What are you most excited about in terms of the new Pastaria? Or nervous about?
All I do is worry. I am that person [laughs]. I’m terrified. But I think it’s important for our process. We’ve never put ourselves up on a pedestal, and we know the bottom can fall out at any time. And, honestly, we’ve seen it happen before in our careers—not paying attention, feeling burnt out, not fresh. That’s right there in front of us as we open in Nashville. We’re not an unknown entity—the James Beard Award helped us get some attention—but we’re not the local favorite we are in St. Louis. That’s always scary, but it’s important to address.
Which restaurant has been the most rewarding for you in terms of its success?
Success is such an interesting word for me. I still can’t figure out for myself what it means to be successful. I think all of our restaurants have achieved success, through different avenues. Creatively, as a chef, Niche was the most gut-wrenching experience of my life, but also the most successful for me personally. But for an investor, you’d say that was my least successful restaurant, and that Pastaria or Brasserie are our most successful. Those are the big restaurants that can do a ton of covers and do them well. Then you got Taste, that when it opened was in Bon Appetit’s ten best new bars in the country. So defining success has always been a challenging thing for me to do.

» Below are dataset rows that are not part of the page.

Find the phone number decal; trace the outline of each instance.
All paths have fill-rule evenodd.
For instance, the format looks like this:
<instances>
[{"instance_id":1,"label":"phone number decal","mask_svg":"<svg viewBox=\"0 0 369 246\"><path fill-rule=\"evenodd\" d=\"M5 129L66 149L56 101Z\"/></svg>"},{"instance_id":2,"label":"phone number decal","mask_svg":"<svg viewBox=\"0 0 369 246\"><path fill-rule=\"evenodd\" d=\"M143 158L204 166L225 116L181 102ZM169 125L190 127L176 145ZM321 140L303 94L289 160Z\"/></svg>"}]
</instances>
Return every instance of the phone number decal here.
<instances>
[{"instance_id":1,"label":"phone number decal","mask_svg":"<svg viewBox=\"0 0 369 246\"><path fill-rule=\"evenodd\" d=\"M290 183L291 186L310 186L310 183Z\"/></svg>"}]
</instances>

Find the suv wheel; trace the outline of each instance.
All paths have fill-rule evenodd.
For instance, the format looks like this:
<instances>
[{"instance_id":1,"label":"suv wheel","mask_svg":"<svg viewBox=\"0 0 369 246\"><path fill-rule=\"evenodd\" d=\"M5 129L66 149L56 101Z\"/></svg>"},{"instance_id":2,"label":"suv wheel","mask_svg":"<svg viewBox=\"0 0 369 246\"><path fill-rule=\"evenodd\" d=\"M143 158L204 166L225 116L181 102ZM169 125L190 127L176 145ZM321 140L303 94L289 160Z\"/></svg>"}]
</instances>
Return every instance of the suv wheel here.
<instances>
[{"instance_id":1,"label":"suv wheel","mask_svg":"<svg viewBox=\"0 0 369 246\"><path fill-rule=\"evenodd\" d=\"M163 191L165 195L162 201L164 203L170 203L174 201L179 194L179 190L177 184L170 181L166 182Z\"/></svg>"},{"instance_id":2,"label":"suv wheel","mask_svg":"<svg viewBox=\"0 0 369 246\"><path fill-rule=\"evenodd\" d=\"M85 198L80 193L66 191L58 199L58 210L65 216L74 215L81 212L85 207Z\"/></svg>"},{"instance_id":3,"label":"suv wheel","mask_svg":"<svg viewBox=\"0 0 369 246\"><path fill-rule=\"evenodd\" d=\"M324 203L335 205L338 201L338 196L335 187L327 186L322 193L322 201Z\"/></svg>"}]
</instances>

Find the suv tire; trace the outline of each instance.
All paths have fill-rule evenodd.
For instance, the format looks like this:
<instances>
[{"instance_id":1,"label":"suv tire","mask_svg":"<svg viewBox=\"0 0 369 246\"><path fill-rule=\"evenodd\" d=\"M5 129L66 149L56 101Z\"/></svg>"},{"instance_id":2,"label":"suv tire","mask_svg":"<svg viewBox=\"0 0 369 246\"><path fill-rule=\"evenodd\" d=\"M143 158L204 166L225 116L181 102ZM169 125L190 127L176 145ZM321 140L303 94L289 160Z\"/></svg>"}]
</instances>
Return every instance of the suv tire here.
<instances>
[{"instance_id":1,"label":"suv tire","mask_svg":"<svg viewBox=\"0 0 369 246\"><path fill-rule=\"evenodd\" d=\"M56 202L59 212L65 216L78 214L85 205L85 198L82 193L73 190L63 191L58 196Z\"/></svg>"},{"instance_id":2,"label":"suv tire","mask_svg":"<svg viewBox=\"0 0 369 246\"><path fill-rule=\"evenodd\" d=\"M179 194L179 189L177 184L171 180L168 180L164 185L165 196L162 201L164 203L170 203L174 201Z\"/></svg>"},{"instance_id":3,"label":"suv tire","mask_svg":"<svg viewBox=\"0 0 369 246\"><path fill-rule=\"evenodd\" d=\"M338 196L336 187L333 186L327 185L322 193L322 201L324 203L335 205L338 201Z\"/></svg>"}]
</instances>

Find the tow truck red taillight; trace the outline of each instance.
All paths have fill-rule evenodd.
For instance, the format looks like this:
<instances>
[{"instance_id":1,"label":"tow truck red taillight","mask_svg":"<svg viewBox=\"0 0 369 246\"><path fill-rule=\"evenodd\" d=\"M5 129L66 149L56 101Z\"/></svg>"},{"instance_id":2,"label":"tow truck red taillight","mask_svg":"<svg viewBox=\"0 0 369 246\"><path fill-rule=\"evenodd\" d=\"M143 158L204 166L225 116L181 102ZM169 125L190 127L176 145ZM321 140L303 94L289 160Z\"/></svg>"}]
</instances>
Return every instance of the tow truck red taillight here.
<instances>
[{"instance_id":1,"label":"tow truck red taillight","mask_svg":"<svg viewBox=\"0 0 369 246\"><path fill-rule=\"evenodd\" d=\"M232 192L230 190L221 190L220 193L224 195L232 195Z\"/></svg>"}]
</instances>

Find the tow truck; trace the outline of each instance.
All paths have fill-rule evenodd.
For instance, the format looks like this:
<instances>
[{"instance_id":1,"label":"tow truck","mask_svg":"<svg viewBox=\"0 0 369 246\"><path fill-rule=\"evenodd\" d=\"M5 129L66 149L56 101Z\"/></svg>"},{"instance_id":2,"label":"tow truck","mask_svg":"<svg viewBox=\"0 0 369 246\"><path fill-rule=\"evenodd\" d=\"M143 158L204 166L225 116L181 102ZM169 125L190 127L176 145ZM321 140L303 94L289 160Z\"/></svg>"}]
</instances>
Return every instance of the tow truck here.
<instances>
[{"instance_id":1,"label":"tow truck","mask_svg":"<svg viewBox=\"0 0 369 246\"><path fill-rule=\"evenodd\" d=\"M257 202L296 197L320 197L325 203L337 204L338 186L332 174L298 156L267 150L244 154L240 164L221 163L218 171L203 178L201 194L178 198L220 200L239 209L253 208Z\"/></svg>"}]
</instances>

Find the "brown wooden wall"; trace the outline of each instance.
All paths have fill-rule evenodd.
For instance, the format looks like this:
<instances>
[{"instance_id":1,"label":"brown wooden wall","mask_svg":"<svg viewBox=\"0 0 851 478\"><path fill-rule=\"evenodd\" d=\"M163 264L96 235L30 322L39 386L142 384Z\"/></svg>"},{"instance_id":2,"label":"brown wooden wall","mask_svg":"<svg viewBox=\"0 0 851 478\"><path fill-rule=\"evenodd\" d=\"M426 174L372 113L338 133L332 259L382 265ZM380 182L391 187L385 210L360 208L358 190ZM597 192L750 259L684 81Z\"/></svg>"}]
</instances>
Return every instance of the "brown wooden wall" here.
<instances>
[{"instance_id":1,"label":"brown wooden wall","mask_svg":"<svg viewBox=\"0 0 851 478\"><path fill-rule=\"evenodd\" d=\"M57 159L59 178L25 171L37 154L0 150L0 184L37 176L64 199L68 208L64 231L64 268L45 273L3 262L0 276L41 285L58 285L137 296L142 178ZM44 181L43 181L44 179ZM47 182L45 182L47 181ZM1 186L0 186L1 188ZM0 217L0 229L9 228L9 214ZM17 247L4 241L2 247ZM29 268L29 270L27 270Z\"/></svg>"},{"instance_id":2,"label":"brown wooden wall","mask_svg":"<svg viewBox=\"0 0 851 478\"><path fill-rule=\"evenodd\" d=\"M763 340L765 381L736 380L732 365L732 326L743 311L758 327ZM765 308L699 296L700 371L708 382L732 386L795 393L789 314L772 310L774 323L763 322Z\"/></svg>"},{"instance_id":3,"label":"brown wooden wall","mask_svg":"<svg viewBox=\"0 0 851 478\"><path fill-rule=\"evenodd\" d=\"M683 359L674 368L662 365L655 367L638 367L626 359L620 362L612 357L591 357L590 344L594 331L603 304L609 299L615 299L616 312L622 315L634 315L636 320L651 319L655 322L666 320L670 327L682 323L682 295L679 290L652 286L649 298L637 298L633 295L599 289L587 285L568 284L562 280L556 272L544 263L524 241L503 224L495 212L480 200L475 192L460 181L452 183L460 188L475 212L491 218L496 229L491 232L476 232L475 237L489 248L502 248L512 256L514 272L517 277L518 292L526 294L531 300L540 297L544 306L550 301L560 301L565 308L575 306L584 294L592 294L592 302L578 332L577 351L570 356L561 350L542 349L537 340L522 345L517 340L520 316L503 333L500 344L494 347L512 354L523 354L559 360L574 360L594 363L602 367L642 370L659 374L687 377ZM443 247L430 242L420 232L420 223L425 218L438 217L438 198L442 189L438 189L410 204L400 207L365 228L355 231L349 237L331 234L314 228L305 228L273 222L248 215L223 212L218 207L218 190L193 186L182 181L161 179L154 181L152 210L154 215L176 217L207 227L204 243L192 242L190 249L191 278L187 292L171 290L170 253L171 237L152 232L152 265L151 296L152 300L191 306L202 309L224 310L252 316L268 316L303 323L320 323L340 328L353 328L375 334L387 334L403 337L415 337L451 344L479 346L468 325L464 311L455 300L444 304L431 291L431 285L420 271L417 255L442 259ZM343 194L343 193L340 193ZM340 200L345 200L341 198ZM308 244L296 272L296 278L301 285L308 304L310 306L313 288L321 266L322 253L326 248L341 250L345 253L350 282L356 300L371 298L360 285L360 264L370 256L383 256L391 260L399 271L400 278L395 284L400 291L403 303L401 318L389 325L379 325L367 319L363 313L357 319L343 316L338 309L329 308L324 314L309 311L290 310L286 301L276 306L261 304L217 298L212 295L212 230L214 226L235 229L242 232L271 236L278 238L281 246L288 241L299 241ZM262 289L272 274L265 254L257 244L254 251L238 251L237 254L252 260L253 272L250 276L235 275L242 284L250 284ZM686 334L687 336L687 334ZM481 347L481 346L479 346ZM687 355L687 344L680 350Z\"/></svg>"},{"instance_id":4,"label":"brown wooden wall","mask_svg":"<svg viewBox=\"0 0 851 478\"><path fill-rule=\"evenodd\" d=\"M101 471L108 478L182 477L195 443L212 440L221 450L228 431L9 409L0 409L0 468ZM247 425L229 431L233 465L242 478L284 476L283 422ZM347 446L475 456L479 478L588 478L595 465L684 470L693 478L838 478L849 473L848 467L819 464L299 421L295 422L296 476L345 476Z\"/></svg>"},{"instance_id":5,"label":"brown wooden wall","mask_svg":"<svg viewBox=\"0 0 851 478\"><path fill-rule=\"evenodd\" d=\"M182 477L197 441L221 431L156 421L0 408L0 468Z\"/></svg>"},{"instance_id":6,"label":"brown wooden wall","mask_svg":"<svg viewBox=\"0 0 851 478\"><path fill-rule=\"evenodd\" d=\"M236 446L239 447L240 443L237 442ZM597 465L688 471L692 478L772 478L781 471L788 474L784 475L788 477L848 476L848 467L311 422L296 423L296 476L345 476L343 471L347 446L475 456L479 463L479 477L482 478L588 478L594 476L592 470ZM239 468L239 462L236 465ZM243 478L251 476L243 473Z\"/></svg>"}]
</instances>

In St. Louis, your food has arguably raised the bar in terms of challenging expectations and owning a unique identity. Over the years, do you think people here have opened up to more inventive food?
Now you’re seeing so many inventive restaurants pop up over the last three or four years, especially in the mid-tier. When we opened Niche, it was either high-end or not at all. We were trying to be a mid-tier restaurant—we didn’t want to be as expensive. But people couldn’t figure out what that meant. It didn’t make sense to them. We had trouble fitting in because we were in the middle, and that’s what pushed us into the high-end land of food. But now, at any price point, you’re starting to be able to get great food. It’s probably the death of fine dining to some degree. The super high-end, with the tasting menus, struggles in all cities now because of the great options in the middle. But there are definitely a lot more people now that have adventurous palates, that are excited about new ideas.
What’s your favorite restaurant in St. Louis that isn’t one of your own?
Probably Vista Ramen off of Cherokee, or Fork and Stix over on the Delmar Loop.
What’s the most mind-blowing food experience that shaped your path as a chef?
Oh, there are a lot. There was a weird one a long, long time ago that shaped my love for vegetables. I was in France when I was around 20 years old, and I went to this place called L’Arpège in Paris. My parents took me and said, “Pay attention. This is your Harvard education right here.” And I wasn’t super blown away by the meal when I left. But years later that meal came back to me—it was pretty much all vegetables. I had been there in Paris cooking right around the outbreak of mad cow disease, and L’Arpège pretty much went all veggie and fish. The texture of all the vegetables haunted me forever. It’s very hard for me to eat a green bean or a turnip now without thinking of the vegetables at L’Arpège. They cooked all of their vegetables to order, to a perfect texture. They treated their vegetables like they were cooking meat, to a specific done-ness. And that, to me, is the mark of a mind-blowing meal. And I didn’t even know as a snotty young kid, that it would haunt me that way.